Can't you report the negative rating to them? Obviously if paypal and ebay decided in your favor then they believe your story instead of theirs. It makes sense that the person would be ticked off and give you a negative rating out of spite. You should be able to counteract that.


----------



## Cacowgirl

I've bought a few saddles on ebay-over the years. I do pay close attention to seller ratings, but I do look at the negatives-often it's newbies that don't understand the system. If there's a number of legitimate complaints-I simply don't buy from that seller. Now, I do notice there are more sellers from China & other countries-often you can spot it by reading the text-the English is very stilted. It's still a great place to find a deal, especially if living in a small town w/not very much available locally.


----------



## aussiemum

I havent read all your responses yet, but here is the latest response from her, after I started the paypal resolution centre case, with the same original message from my first post:

hi cow full refund your not going to keep it becose im coming to get ill be knocking on your *** door *** and im reporting you 4the state of the paddock your poor horses have to live in no *** grass and the fenceing *** dont know y someone would upload a photo on facebook i shared it with all my mates i shall see u in a couple of days

This woman is scary!! She is in another state to me so I dont really expect she's going to turn up on my doorstep, but just the same, I am keeping my door locked!
The reference to my horses having no grass, I assume is from pics on facebook, one of which is taken in a small round yard where I was riding (hence no grass) and some other photos do have areas of dry dirt, but its leading into warmer weather, and with 5 horses even in a large paddock, common areas get worn down as you would all know. As for the fences, there is one section that has barbed wire, but hardly a criminal offence, so good luck with that!

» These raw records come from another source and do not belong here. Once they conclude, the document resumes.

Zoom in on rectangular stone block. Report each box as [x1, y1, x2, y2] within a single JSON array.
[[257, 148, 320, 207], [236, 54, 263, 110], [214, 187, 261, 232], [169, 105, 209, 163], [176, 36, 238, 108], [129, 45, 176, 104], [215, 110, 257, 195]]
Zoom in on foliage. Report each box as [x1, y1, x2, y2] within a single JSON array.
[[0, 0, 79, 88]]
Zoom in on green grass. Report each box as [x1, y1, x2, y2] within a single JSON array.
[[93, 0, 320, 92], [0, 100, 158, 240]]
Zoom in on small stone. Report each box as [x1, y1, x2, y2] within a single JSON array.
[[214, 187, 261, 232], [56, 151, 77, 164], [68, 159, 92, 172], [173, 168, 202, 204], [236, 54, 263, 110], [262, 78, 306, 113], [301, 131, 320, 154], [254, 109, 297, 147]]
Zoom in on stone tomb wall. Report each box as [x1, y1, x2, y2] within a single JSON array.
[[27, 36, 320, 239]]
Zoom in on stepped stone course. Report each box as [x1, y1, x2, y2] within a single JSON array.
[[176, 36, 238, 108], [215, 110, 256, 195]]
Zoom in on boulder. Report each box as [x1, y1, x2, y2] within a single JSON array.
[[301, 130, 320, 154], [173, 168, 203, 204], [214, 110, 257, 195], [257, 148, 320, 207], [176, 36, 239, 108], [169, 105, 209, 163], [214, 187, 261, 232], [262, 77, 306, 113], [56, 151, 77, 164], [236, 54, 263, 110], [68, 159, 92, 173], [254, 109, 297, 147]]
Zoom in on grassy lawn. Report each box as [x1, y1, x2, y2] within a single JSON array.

As she didnt actually respond through the paypal resolution case I had started, instead straight to my messages, I responded with:

I dont respond to threats and intimidation and baseless accusations. 
I am awaiting your response through the paypal resolution centre.

Stay tuned for more.......:shock:


(oops, after posting i realised the swear words shouldnt have been there, lucky they were automatically edited out!)


----------



## aussiemum

Have read all your replies, now, thanks 

Seems a few of us have been burned, either as buyer or seller.

One post asked if she had pics, which she did, but they were all a bit blurry, which I now think she probably did deliberately. But as someone else said, the fact the size was wrong and not adjustable gullet, which are not a subjective thing, is enough for it to be classified as "significantly not as described" which is what my case comes under.

Luckily she had already left feedback for me when she posted it, so I already have my positive feedback. I'm assuming that she cant take it back?

Just waiting, waiting for her next response.......
And obviously if she does want it sent back (assuming she was just being an idiot about coming to get it) she'll have to give me her address, so she has to respond with that at least.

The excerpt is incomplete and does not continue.